Lugar de política é (também) na escola

“Jovens não gostam de política”. A frase é dita por muitos adultos, mas exemplos recentes como as ocupações de escolas por alunos secundaristas provam o contrário, dialogando com a ideia de uma educação para o século 21 – que não só ensina os conteúdos curriculares mas também trata de temas associados à vida dos jovens.

“Política não se reduz a partidos e ao que acontece em Brasília. Ela envolve também direitos humanos, respeito a questões de gênero, diversidade étnica e religiosa, por exemplo. Política é como tomamos as decisões ligadas ao nosso bairro e até mesmo nossa escola”, diz Mariana Vilella, uma das fundadoras da iniciativa Pé na Escola.

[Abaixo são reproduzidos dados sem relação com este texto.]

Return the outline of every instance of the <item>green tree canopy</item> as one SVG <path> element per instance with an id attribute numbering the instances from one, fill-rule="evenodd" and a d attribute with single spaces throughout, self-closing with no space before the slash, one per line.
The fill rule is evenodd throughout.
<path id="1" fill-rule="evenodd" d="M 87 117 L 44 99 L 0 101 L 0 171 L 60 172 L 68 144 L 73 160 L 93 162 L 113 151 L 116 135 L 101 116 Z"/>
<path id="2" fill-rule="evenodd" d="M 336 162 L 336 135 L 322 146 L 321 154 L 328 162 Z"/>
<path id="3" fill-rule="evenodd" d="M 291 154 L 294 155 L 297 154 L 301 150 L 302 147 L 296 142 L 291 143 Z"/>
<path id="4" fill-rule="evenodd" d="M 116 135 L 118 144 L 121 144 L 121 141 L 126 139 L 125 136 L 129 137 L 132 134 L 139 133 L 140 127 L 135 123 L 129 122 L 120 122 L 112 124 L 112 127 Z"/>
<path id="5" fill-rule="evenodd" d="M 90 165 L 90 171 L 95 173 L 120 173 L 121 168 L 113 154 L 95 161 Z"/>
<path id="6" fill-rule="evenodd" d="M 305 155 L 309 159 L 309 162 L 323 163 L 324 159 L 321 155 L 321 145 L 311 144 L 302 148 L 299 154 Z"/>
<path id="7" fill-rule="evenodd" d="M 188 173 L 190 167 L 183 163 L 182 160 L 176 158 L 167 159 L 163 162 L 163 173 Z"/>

A proposta do negócio social é levar para colégios particulares e públicos soluções customizadas para uma educação política criativa, feita de conteúdos e práticas que pretendem estimular a solução de conflitos, o respeito pela diversidade, o diálogo e a colaboração. “Não queremos apenas dar aulas”, diz Mariana. “Realizamos atividades participativas, na qual os alunos têm voz a nós moderamos as discussões”.

O Pé na Escola foi criado em 2013 por 4 jovens formados em Direito. “Depois de termos contato com projetos relacionados à educação e com o empreendedorismo social na faculdade, pensamos que poderíamos contribuir com a formação das crianças e adolescentes em direitos humanos, levando para os espaços educacionais temáticas relacionadas ao Direito e política”, diz Mariana.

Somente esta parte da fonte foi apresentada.